Perhaps the best deadpan line on the subject appeared in The New York Times, which quoted Toyota spokesperson Martha Voss: "The ratings might change, but the performance of our customers' cars won't change" (Reference 4). For anyone who has spent considerable time pouring over specifications and designing to parametric goals, this statement seems almost perfect in how upside down it is.
Yet it reminds me of an ongoing challenge that OEM designers face when working with a vendor's data sheets, particularly those for analog and mixed-signal ICs, the behaviors of which tend to be highly parametric. Given the cost of production testing—a large fraction of an IC's full-factory cost—vendors must test a reasonable number of parameters over an affordable set of conditions. From the OEM designer's perspective, IC specifications and the conditions under which they apply must be relevant, realistic, and reproducible.
Relevant: Test conditions must include the range under which the IC will operate in your product. It sounds obvious, but IC makers cannot predict the specific environment your product presents to theirs. So you must confirm that their test conditions are relevant to the environment your product will provide or, as they say, "your mileage may vary"—and not in ways that are dependable or easy to predict.

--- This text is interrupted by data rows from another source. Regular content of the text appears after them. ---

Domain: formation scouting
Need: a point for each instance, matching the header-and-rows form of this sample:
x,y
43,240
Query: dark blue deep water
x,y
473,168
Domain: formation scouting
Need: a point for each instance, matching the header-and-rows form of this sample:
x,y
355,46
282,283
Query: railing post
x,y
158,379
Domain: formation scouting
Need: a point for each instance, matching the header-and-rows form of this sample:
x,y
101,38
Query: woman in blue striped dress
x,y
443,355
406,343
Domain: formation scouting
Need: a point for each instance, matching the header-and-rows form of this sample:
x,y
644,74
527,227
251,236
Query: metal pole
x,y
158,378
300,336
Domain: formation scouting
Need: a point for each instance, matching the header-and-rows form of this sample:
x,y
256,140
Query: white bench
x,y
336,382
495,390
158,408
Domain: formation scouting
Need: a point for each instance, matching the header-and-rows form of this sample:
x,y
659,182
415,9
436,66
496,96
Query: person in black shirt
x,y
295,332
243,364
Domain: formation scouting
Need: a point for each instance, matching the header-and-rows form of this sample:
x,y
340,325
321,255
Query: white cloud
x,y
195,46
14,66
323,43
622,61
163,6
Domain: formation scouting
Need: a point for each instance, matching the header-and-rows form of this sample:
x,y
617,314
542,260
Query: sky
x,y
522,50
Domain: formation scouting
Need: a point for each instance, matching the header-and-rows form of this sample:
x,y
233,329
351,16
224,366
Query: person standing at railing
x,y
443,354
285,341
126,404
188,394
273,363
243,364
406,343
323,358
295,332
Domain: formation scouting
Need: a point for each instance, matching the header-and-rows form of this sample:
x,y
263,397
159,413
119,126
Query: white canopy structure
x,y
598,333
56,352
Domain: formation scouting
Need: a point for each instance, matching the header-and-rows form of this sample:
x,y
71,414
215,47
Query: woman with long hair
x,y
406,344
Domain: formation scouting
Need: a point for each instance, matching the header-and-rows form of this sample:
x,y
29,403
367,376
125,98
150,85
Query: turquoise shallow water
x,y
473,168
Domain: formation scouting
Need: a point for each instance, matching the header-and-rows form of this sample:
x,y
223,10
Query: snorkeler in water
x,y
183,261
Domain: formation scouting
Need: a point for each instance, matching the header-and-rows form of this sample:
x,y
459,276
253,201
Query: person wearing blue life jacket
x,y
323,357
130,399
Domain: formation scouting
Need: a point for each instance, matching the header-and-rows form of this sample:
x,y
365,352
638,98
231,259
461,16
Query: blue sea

Realistic: IC makers are usually clear on how OEMs are likely to use their products and accordingly develop test suites. Read carefully, however, for specifications written with test conditions that vary for particular parameters. Determine whether these are realistic within the context of your design. Your product's performance simultaneously depends on all critical specs.
Reproducible: Though you shouldn't need to second-guess an IC maker's data sheet, you should be able to confirm critical specifications on the bench. As ICs provide greater functional density and increasing bandwidths, you must be able to confirm that your layout does not present strays or coupling paths that compromise the performance that your IC selection promises. Vendors' layout recommendations and evaluation boards can reduce your design's risk of failure and provide a solid reference for comparison for little cost or effort.